# Thread: probability condition F (x | y)

1. ## probability condition F (x | X<K)

I know that maybe this issue can be pre-college, but hey, an apology in advance.
This is the problem:

"The random variable $\displaystyle X$ is defined on the interval [0,2]. It is known that:
$\displaystyle P (X = 1) = \frac{1}{4}$
$\displaystyle F (x | X <1) = x^2$
$\displaystyle F (x | X> 1) = x-1$
$\displaystyle E (X) = 1$

calculate: $\displaystyle F (1)$."

then, i did this:

(i) $\displaystyle F(x|X<1)=\sum\limits_{0}^{2} p(x|X<1)$ .... I apply the Baye’s theorem: $\displaystyle F(x|X<1)=\sum\limits_{0}^{2}\frac{p(X<1|x) *p(x)}{P(X<1)}$

on the other hand: $\displaystyle p(X<1)=p(X=0)$ cuz $\displaystyle X \rightsquigarrow [0,2] \Longrightarrow F(x|X<1)=\sum\limits_{0}^{2}\frac{p(X=0|x) *p(x)}{P(X=0)} = x^2$

(ii) in the case of $\displaystyle F(x|X>1)=x-1$ :
$\displaystyle F(x|X>1)=\sum\limits_{0}^{2} p(x|X>1)$ …. I apply the Baye’s theorem: $\displaystyle F(x|X>1)=\sum\limits_{0}^{2} \frac{p(X>1|x) *p(x)}{P(X>1)}$

on the other hand: $\displaystyle p(X>1)=p(X=2)$ cuz $\displaystyle X \rightsquigarrow [0,2] \Longrightarrow F(x|X>1)=\sum\limits_{0}^{2} \frac{p(X=2|x) *p(x)}{P(X=2)} = x-1$

(iii) $\displaystyle p(X=0)=\frac 3 4 - p(X=2)$

$\displaystyle p(X=2)=\frac 3 4 - p(X=0)$

Note: notice the difference between $\displaystyle X$ and $\displaystyle x$ (uppercase and lowercase)

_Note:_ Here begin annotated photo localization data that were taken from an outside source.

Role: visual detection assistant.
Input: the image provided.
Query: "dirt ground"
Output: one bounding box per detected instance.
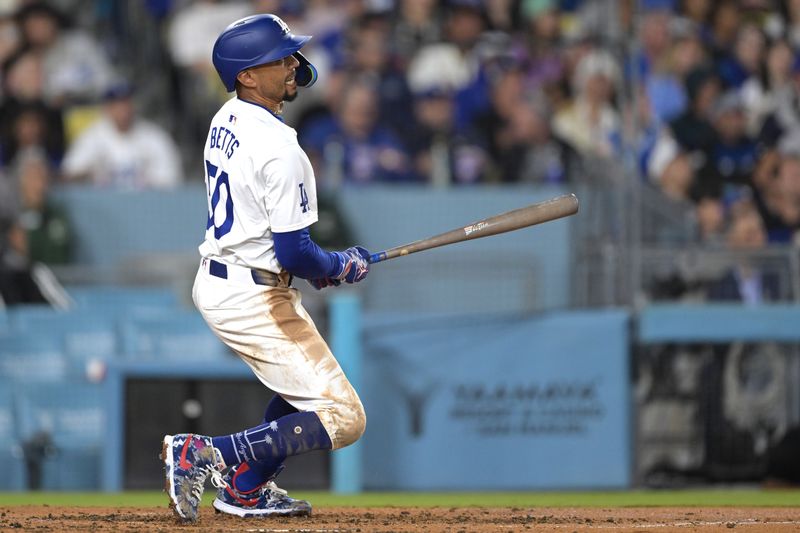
[2,506,800,532]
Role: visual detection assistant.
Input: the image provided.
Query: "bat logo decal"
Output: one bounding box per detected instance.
[463,222,488,236]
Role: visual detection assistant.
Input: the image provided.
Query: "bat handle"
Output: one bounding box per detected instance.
[368,251,387,264]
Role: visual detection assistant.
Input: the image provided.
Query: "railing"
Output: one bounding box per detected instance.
[571,156,800,308]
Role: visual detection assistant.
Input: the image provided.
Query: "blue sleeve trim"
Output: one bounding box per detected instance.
[273,228,339,279]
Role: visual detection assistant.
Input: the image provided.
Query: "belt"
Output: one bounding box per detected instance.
[203,258,292,288]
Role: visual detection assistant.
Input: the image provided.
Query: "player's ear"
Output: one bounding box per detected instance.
[236,69,257,88]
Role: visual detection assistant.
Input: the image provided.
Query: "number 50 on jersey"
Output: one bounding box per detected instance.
[205,159,234,239]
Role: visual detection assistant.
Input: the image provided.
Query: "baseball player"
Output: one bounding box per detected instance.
[161,14,370,522]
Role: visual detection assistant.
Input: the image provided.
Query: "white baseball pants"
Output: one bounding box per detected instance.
[192,260,366,450]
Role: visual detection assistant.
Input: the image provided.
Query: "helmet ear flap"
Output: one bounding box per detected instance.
[293,51,318,88]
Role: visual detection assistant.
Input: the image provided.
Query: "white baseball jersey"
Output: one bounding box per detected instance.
[193,98,364,449]
[62,116,183,189]
[199,97,318,274]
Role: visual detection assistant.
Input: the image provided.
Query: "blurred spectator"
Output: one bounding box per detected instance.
[14,147,72,265]
[0,168,14,222]
[706,203,780,303]
[649,67,720,180]
[484,0,515,32]
[617,83,661,177]
[391,0,441,67]
[301,78,411,187]
[574,0,633,45]
[695,193,725,244]
[553,49,621,158]
[753,152,800,244]
[340,12,414,140]
[299,0,382,78]
[657,151,694,201]
[472,66,525,157]
[515,0,564,96]
[645,25,706,126]
[678,0,712,34]
[0,48,65,166]
[61,83,183,189]
[670,66,720,152]
[166,0,249,146]
[717,23,765,89]
[759,56,800,152]
[14,1,114,105]
[407,20,474,95]
[740,38,794,137]
[707,1,741,65]
[636,4,674,84]
[0,6,20,68]
[167,0,249,73]
[0,99,64,167]
[784,0,800,50]
[405,86,488,185]
[0,216,69,308]
[699,91,757,191]
[407,0,490,130]
[494,97,578,184]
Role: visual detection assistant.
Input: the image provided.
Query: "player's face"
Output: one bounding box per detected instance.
[243,54,300,104]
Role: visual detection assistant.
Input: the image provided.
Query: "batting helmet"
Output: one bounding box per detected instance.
[212,14,318,93]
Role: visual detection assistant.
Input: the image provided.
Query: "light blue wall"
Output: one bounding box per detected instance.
[639,304,800,342]
[52,185,208,266]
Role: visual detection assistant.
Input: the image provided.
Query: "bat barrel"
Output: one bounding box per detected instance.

then I think I'm wrong from the foundation, we would appreciate if someone guide me in this problem, and another thing, is $\displaystyle P (X = 1) = P (1)$?

2. is this zero again?
I have no idea what F (x | X <1) means.
is that P(X<x|X<1)?

3. Originally Posted by matheagle
is this zero again?
I have no idea what F (x | X <1) means.
is that P(X<x|X<1)?
ready, so I edited in code "LaTex" I hope it is better understood

4. Originally Posted by killertapia
ready, so I edited in code "LaTex" I hope they will understand better
I'm strugglng to understand what you're trying to say here.

It appears that X is a discrete random variable that can take on the value 0, 1 and 2 with non-zero probability.

You know Pr(X = 1) = 1/4.
From E(X) = 1 it follows that Pr(X = 2) is 3/8.
From Pr(X = 0) + Pr(X = 1) + Pr(X = 2) = 1 it follows that Pr(X = 0) = 3/8.

So the distribution is now completely defined. I have no idea what F is meant to be but whatever it is, F(1) can surely be calculated from what I have said above.